What Constitutes Quality of Life? Perspectives of Adolescents and Young Adults With Advanced Cancer
Jane Hinkle, Lori Wiener, Andrea Altschuler, Katharine E. Brock, Mallory Casperson, Chun R. Chao, Lauren Fisher, Lawrence H. Kushi, Joshua R. Lakin, Anna Lefebvre, Corey M. Schwartz, Dov M. Shalman, Catherine B. Wall, and Jennifer W. Mack
Background: Adolescents and young adults (AYAs) with advanced cancer identify maintaining a good quality of life (QoL) as a central goal of end-of-life care. QoL is a dynamic and subjective overarching concept that refers to an individual’s relative satisfaction with their own life. Despite its importance to AYAs with advanced cancer, a patient-centered definition of QoL is lacking in this population. Patients and Methods: This qualitative secondary analysis of semistructured interviews was conducted across 3 institutions and 1 online support community among AYA patients with advanced cancer, family caregivers, and health care providers who cared for living or recently deceased AYAs.
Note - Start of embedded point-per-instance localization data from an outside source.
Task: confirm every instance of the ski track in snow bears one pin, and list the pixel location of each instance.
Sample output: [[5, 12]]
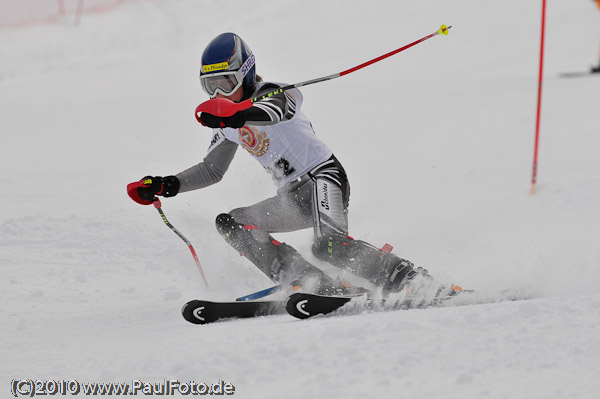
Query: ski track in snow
[[93, 284]]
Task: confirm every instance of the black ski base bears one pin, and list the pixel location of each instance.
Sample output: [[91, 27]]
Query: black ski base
[[302, 305], [203, 312]]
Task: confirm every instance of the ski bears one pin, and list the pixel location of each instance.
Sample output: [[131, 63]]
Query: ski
[[303, 305], [203, 312]]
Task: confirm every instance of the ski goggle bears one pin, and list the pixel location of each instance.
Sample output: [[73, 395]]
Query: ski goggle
[[227, 82]]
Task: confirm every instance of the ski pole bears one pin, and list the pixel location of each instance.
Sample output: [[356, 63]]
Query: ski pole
[[157, 205], [223, 107]]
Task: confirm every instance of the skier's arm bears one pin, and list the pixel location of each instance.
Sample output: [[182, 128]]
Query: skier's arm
[[211, 170], [270, 110], [267, 111]]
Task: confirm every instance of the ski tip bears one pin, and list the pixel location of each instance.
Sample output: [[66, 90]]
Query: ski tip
[[444, 30]]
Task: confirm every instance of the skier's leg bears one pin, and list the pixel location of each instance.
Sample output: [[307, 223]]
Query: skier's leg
[[332, 243]]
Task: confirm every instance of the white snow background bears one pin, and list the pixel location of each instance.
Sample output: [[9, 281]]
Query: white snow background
[[438, 143]]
Interviewees were asked about priorities in receipt of care. Interviews were transcribed using NVivo software for primary analysis, and previously coded excerpts were screened for references to QoL. Relevant excerpts were sorted into organizing domains. Results: Participants included 23 AYA patients, 28 family caregivers, and 29 health care providers (including physicians, nurses, nurse practitioners, social workers, and psychologists). Four domains of QoL were identified: psychosocial and physical well-being, dignity, normalcy, and personal and family relationships. Within each domain there was agreement across AYAs, caregivers, and health care providers, with nuanced perspectives provided by AYAs of different ages. Personal and family relationships was the most frequently referenced domain of QoL among all participants. A common feature of each domain was that adaptation to current circumstances impacted perspectives on QoL. Patients valued active participation in the development of a care plan that supported these domains. Conclusions: AYAs with advanced cancer, their caregivers, and health care providers agree on several broad domains of QoL in this population. To provide high-quality, patient-centered care, care plans should integrate these domains to enable AYAs to maximize their QoL throughout their advanced cancer care.